Pero, ¿dónde se origina esta tendencia latinoamericana? Pues en que nuestros países han tenido muchas cosas en común que abonan la tierra para el desarrollo de "las izquierdas". Pobreza, corrupción política descarada, falta de educación de la población, pésima distribución de la riqueza y descarada explotación social, favorecen que esas mayorías marginadas, se den cuenta en algún momento que, como son muchos, pueden cambiar la inclinación de la balanza por medio de los votos. Si a esto le sumamos que el capitalismo desbocado solamente piensa en "globalización" para aumentar el valor de las acciones de sus Halliburtons, Enrons, WorldComms, etc., sin que importe mejorar el nivel de vida de la gente… Pues la mesa está servida para el banquete populista.

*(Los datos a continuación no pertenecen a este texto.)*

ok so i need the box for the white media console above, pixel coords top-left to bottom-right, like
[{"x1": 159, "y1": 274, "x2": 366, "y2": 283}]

La historia siempre es más o menos la misma. Después de décadas de corrupción política descarada, donde los sistemas democráticos, controlados siempre por los mismos grupos de poder económico han sido incapaces de poner controles (porque ellos mismos hacen las leyes en que se basan los abusos), la pobreza y la brecha entre "ricos y pobres" se amplía tanto que favorece la aparición de algún líder "popular" que monta un discurso de "igualdad y mejor distribución de la riqueza". Los marginados (casi sin nada que perder) lo apoyan masivamente y lo hacen ganar las elecciones. Y aquí está la única diferencia. Los países con mejores índices educativos (Argentina, Chile, Uruguay, Costa Rica, etc.) tienden a apoyar a líderes más moderados, mientras que las naciones con mayores cinturones de pobreza y peor distribución de la riqueza se inclinan por los más radicales que prometen irresponsablemente cualquier cosa, sin tener idea de las posibles consecuencias. Venezuela, Bolivia y México estarían en este grupo. Y para remate, quienes apoyan a estos "líderes" terminan siendo tanto o más corruptos que los anteriores.

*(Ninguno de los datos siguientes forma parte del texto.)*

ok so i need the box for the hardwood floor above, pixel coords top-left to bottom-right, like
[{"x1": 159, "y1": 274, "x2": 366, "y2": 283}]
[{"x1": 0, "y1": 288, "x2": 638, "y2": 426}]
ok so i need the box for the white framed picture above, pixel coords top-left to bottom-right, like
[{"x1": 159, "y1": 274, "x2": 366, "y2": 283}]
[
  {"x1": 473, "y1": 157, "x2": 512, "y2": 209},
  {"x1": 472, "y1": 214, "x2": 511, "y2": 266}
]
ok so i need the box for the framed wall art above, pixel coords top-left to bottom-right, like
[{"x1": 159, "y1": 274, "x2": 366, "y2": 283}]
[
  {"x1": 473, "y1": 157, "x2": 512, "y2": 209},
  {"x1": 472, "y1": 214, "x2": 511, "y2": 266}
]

Y ¿qué pudiera pasar en Panamá? Pues que sigamos en la misma cadena de corrupción política y en el 2009, alguno de los gritones del Frenadesso gane las elecciones financiado por "petrodólares del sur". Si tienen apoyo masivo en las urnas, en menos de un año cambian la Constitución dejando el Canal para "causas sociales" en manos del Ejecutivo (¿se imaginan quienes serían?), aprueban una ley de expropiación de tierras y de estatización de la banca para que "el dinero llegue a los más necesitados", y otras medidas similares. De este modo, en menos de cinco años, nuestra "tacita de oro" se funde por completo y nos hundimos. Horrible ¿no?

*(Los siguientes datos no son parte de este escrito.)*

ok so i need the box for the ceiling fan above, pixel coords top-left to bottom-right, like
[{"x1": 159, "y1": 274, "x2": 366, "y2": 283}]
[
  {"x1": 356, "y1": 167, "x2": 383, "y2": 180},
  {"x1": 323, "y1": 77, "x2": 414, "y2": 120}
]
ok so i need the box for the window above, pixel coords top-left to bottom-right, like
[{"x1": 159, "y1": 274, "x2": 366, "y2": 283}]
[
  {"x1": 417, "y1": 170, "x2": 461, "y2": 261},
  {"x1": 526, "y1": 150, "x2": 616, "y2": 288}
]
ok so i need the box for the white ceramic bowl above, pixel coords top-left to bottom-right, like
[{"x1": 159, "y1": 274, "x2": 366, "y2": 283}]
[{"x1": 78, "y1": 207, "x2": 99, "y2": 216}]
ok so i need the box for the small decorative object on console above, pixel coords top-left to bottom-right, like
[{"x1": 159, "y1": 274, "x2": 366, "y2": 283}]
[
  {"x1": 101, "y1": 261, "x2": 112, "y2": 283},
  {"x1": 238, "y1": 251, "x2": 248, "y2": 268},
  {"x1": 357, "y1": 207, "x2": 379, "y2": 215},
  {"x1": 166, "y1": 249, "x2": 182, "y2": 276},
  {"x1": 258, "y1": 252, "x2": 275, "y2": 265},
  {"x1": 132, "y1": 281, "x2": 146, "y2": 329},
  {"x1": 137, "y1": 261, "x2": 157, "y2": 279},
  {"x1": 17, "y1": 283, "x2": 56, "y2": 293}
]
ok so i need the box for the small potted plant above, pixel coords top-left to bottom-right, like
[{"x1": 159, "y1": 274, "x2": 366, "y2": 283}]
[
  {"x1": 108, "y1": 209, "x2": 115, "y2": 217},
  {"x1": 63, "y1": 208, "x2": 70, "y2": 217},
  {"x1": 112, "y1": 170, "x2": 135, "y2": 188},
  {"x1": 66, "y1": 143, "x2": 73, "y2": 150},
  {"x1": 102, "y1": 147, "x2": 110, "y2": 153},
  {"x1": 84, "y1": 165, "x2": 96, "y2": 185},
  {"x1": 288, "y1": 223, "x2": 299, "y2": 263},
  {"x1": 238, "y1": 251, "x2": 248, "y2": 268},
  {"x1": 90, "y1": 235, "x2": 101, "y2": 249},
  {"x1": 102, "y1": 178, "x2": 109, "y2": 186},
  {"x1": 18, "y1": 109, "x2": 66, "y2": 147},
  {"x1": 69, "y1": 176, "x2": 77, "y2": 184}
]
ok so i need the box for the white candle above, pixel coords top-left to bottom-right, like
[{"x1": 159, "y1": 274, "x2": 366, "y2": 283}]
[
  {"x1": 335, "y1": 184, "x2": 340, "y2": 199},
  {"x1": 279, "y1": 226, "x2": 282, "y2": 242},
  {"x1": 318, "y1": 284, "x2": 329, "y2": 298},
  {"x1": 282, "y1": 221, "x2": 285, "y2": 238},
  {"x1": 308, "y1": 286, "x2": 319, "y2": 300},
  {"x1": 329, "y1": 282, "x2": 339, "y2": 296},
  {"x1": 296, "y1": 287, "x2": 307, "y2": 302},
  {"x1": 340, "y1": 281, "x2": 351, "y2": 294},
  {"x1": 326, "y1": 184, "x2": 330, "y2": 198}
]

Mientras el mundo (y nuestros políticos) no entiendan que "el capital" tiene que estar al servicio del ser humano y no lo contrario, seguirán favoreciéndose las condiciones para que se den estos movimientos políticos que, en países con poca educación, pueden ser simplemente el principio de su fin. Esperemos que lo entiendan quienes pueden implementar los cambios que el mundo en general (y Panamá en particular) necesitan.